By default, Panoply.io’s data sources are configured to read the entire data from the source every time they’re executed. For many data sources, like APIs of small data sets, that’s fine. In these cases, the data set is small enough to be fully consumed in just a few minutes, and due to Panoply.io’s upsert-mechanism, no duplicate entries are created.

However, with larger data sets, this can quickly become unfeasible. With a fast-growing data set, reading the entire source might take hours, most of which is spent re-reading unchanged data. For these data sources, Panoply.io supports the ability to define an incremental key.

The incremental key is an attribute of the generated data that can be reliably assumed to indicate the last update point for the rows in that data source. Simple examples are attributes like update_date. These attributes, once configured, can be used by Panoply.io to skip over all unchanged rows in the data source, and only fetch the new/updated rows on every iteration – thus reducing the processing time from hours to minutes or seconds.

Whenever Panoply.io reads a data source, it first reads the last value stored for that incremental key. Then, it uses this value to skip over all rows below that point, assumed to be unchanged since the last time the data source was consumed.

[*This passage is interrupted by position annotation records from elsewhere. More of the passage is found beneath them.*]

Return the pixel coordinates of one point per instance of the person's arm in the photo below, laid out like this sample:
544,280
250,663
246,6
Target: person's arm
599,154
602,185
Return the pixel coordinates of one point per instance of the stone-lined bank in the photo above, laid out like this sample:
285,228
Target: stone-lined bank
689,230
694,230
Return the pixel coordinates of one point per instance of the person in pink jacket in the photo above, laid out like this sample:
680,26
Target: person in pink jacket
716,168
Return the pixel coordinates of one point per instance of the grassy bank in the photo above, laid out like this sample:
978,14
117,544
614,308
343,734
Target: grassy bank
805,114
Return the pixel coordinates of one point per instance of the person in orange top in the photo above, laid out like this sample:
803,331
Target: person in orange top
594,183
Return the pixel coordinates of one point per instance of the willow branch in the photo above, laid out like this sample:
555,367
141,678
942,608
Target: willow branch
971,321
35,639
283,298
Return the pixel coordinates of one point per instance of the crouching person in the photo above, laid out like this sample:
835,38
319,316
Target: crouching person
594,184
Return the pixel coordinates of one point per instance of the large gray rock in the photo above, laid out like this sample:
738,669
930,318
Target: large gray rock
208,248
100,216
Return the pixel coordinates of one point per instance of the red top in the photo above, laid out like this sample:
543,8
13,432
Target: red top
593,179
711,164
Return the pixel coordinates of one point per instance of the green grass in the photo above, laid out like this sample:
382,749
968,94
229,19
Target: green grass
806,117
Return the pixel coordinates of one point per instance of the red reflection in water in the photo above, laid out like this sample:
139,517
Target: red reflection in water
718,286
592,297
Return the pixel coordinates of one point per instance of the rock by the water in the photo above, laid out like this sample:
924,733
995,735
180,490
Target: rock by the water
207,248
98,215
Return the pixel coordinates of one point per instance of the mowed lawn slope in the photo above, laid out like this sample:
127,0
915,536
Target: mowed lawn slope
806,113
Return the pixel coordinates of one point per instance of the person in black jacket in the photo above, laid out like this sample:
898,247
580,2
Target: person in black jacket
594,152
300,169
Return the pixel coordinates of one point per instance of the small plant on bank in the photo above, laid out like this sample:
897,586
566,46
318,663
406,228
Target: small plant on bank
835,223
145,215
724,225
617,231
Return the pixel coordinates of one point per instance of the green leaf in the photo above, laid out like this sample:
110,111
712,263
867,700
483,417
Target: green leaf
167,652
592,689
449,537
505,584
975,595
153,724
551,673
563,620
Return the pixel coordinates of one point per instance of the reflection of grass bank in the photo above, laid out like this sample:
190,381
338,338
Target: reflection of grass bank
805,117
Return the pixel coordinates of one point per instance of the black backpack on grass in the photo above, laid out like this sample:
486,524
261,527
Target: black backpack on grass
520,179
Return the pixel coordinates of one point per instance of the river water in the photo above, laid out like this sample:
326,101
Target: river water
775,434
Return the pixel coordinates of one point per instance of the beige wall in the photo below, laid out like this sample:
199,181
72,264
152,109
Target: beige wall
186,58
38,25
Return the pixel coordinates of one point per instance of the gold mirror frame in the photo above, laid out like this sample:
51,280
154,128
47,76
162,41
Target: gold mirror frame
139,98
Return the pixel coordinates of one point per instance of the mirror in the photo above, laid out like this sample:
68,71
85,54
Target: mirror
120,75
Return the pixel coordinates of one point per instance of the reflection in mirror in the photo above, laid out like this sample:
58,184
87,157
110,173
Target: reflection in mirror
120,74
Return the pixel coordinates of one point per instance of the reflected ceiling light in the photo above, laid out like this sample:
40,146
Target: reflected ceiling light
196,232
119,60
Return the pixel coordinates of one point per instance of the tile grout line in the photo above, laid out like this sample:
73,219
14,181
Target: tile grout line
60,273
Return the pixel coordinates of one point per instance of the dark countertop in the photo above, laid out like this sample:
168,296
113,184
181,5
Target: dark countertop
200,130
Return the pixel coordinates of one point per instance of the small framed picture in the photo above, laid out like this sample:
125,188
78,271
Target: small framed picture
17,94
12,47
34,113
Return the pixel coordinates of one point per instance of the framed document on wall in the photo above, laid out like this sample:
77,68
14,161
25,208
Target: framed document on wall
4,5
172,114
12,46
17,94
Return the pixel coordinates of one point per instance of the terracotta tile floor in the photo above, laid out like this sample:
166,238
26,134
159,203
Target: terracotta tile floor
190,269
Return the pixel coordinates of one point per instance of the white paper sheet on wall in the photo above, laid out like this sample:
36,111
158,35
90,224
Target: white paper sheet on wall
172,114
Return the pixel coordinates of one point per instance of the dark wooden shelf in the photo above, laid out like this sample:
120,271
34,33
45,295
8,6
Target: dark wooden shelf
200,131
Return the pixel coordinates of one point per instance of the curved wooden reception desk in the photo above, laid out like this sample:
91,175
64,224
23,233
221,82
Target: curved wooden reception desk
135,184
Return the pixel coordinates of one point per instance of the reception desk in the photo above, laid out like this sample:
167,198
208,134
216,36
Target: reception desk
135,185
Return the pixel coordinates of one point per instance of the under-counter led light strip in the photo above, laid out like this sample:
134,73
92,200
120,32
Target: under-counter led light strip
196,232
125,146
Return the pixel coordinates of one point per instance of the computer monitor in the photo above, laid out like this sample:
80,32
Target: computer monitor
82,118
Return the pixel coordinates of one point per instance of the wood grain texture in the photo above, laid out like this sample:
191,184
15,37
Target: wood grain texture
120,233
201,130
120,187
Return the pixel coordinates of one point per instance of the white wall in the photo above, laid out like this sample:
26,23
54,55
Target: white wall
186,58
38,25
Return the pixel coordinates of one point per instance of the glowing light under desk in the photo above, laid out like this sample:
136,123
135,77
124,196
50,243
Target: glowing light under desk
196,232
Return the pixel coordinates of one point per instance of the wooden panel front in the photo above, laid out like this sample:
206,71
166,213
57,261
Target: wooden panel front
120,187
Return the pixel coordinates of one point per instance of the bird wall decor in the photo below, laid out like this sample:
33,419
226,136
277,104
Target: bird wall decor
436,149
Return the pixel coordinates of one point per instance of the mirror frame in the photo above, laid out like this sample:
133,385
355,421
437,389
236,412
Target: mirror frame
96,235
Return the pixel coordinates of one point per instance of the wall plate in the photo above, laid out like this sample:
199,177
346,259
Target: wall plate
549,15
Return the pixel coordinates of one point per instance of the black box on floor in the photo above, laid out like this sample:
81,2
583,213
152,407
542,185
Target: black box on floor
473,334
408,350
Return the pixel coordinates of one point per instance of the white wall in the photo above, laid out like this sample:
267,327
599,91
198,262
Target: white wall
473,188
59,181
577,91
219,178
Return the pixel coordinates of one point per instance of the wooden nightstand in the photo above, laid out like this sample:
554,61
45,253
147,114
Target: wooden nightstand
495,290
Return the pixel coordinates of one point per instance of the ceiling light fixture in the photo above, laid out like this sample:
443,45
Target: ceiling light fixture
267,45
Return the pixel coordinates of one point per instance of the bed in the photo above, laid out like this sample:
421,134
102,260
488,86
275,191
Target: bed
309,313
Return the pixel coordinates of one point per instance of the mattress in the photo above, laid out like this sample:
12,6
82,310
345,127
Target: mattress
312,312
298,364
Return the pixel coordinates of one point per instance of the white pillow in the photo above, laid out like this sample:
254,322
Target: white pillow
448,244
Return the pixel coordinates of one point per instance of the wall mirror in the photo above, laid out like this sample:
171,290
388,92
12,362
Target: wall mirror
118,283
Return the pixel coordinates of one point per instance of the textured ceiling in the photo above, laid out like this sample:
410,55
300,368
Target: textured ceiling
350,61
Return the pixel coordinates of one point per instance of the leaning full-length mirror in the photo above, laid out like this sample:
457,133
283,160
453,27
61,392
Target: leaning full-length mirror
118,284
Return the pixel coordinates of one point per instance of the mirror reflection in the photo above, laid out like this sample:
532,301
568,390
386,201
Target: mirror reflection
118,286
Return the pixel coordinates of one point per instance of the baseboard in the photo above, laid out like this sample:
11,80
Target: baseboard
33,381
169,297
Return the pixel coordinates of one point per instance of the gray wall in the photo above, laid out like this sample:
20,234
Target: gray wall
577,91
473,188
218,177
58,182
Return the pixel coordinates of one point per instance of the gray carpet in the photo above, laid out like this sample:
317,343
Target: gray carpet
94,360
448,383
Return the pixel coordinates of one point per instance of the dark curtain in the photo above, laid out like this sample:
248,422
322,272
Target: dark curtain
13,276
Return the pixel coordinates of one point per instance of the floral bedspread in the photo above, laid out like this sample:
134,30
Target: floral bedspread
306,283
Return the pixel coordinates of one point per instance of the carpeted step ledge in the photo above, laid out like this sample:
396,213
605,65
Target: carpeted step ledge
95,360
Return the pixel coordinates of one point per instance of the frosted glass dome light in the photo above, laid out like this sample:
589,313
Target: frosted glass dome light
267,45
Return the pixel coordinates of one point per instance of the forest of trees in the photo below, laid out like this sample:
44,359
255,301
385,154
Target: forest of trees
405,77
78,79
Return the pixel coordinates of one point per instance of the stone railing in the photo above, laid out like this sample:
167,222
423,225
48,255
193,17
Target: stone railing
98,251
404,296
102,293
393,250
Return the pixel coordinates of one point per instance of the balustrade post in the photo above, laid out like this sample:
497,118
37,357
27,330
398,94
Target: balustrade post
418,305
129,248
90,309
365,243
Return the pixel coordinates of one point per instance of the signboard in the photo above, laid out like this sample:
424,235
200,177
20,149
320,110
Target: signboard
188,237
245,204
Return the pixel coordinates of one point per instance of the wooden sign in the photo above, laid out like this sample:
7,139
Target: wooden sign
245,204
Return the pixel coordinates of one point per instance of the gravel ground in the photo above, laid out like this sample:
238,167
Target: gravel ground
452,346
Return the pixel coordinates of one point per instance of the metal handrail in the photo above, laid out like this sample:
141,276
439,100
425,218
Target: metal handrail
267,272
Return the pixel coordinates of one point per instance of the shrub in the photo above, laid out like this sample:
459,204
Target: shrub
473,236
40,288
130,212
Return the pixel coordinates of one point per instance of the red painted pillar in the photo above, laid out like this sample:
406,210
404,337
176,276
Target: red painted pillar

In some data sources, this is simple to reason out and set up. For example, using Amazon S3, we can use the ModifiedDate to avoid re-reading files that were already processed and weren’t modified. But in other data sources, like Postgres or Mysql, we really can’t make any assumption about the data, unless you explicitly define an incremental key from that data source.

In order to configure the incremental key, you can simply type it in as is (unlike the primary key option).

Destination Table

A destination table is a configuration assigned to each data source to control the name of the target destination table where the data should be saved. Each data source effectively generates a single stream of records – rows or events. These records are processed and then stored in the preconfigured destination table. If the destination table doesn’t already exist, or doesn’t have the correct schema, Panoply.io creates the table and any missing columns to accommodate the structure of the incoming data.

In many cases the incoming records represent the same logical object, like users or pageviews. But in other cases, a data source might produce different records with completely unrelated structures. One simple example is a Postgres data source that reads multiple tables in parallel – producing records that are completely unrelated. In these cases we don’t want a single destination table to collect all of these unrelated records, instead we’d like to break up the stream of records into multiple destinations.

To achieve this, the destination table configuration can be a dynamic pattern rather than a flat string value. Using curly brackets, you can construct any destination table per record based on the available attributes from the data source. When the data is read from the source, Panoply.io uses the destination field to construct the name of the destination table per row, instead of once for the whole data source. The records are then broken up and sent to their separate destinations.

Example:

If we have a data source that produces the following records:

{table: ‘users’, user_id: 15, name: ‘Alice’} {table: ‘users’, user_id: 16, name: ‘Bob’} {table: ‘pageview’, user_id: 16, page: ‘/’} {table: ‘pageview’, user_id: 16, page: ‘/profile’}

We can use the following destination name: ‘postgres_{table}’.

This generates a separate destination value per record, where the ‘{table}’ part is replaced by the value of the table attributes for that record, effectively generating two output tables: ‘postgres_users’ and ‘postgres_pageview’.

For all of the data sources (except for the file systems data sources), there’s a default destination name (in databases, for example, it’s the original table name).

Note that due to nested values in the stream, additional subtables might be created.